I’m in my 50s and I’ve never encountered a real person who ever mentioned playing canasta. I knew it was a card game but until this thread I didn’t know that there were special decks for it. I have some impression of its being popular among textured people in sitcoms.

Euchre was popular when I was in college. I hadn’t heard of it before starting college but played it a lot during first year. In my mind it was always connected to Bob Uecker. It was a long time later that I saw “euchre” written down.

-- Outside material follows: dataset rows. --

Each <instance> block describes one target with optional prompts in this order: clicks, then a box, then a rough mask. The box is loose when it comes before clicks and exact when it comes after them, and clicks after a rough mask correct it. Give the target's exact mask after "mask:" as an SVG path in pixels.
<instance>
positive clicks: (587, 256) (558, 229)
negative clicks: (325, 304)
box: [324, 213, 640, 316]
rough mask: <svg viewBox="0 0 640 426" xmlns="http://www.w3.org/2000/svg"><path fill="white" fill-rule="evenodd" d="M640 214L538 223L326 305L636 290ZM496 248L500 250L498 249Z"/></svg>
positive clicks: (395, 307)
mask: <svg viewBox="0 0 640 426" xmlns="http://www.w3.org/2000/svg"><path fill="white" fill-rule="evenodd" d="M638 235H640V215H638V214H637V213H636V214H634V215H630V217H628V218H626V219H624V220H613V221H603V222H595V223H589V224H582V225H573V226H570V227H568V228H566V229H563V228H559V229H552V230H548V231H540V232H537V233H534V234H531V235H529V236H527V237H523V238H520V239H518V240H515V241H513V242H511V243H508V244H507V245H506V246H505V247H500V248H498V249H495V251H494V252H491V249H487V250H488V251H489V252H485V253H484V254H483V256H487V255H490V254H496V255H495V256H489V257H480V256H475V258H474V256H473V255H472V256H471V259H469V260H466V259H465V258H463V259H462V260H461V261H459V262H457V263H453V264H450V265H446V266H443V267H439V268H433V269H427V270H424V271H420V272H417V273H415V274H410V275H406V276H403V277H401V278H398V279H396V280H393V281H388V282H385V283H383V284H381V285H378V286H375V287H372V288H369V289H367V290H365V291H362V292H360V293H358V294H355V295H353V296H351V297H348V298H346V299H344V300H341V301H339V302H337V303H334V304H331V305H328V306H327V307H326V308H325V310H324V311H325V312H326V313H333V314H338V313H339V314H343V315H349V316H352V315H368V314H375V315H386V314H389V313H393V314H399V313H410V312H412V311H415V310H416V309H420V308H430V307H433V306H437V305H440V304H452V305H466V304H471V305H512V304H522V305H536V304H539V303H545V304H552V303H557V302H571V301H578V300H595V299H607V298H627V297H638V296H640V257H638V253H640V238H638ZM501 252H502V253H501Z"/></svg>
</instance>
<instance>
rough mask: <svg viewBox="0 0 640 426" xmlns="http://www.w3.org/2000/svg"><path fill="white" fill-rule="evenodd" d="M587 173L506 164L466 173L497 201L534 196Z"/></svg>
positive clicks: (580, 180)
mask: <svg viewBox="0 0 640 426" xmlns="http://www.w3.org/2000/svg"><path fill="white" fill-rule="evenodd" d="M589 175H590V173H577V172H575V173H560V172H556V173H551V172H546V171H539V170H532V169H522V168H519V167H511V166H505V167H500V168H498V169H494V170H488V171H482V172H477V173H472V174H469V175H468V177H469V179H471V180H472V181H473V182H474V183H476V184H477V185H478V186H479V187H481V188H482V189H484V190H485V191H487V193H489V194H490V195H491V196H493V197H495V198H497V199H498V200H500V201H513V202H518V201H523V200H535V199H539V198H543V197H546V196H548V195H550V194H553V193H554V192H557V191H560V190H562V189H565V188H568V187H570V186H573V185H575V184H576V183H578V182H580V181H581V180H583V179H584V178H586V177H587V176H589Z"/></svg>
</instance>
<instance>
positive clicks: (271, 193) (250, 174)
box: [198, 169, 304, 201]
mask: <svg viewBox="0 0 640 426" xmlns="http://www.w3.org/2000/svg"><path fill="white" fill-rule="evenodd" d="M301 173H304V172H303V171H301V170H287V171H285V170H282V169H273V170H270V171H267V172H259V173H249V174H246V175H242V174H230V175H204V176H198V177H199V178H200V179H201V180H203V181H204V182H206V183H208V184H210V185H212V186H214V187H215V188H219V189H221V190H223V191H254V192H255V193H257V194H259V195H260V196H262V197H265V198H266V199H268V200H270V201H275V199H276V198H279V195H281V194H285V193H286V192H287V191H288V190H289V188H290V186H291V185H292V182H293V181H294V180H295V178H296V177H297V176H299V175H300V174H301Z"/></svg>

This might be part of the reason canasta is not more popular. I learned to play when I was pretty young, then didn’t play for a while, and had to relearn. Other card games are much simpler, and you don’t forget, even if you don’t play for several years. Canasta has, IIRC, a lot more details than other games.

My 14-yr-old asked me why “bridge mix” is called that. I told him, and he asked me what “bridge” was. I replied that it was a card game.

“Like poker?”
“More like Euchre. You play in two pairs.”

He was born in Indiana. He knows what Euchre is. BTW, my spellcheck is making me capitalize Euchre. It gets the red underline if I spell it with a small “e.” Doesn’t happen with other games-- although, I guess, the other games’ names are words in their own right.

I feel like one can tell people’s fortunes using a canasta deck instead, but I cannot be held responsible for what happens to them afterwards.

I talked to my mother and apparently my parents play canasta every night.

I learned to play in Vietnam out of sheer boredom. We started out playing hearts and then spades. When we got bored with that, someone taught us all how to play canasta. That kept us entertained for quite a long time. Finally, a guy from Indiana asked if anybody had heard of Euchre. Nope. So he taught us the game. A few years later I got hooked on double-deck pinochle; had some all-nighters/all weekenders playing that.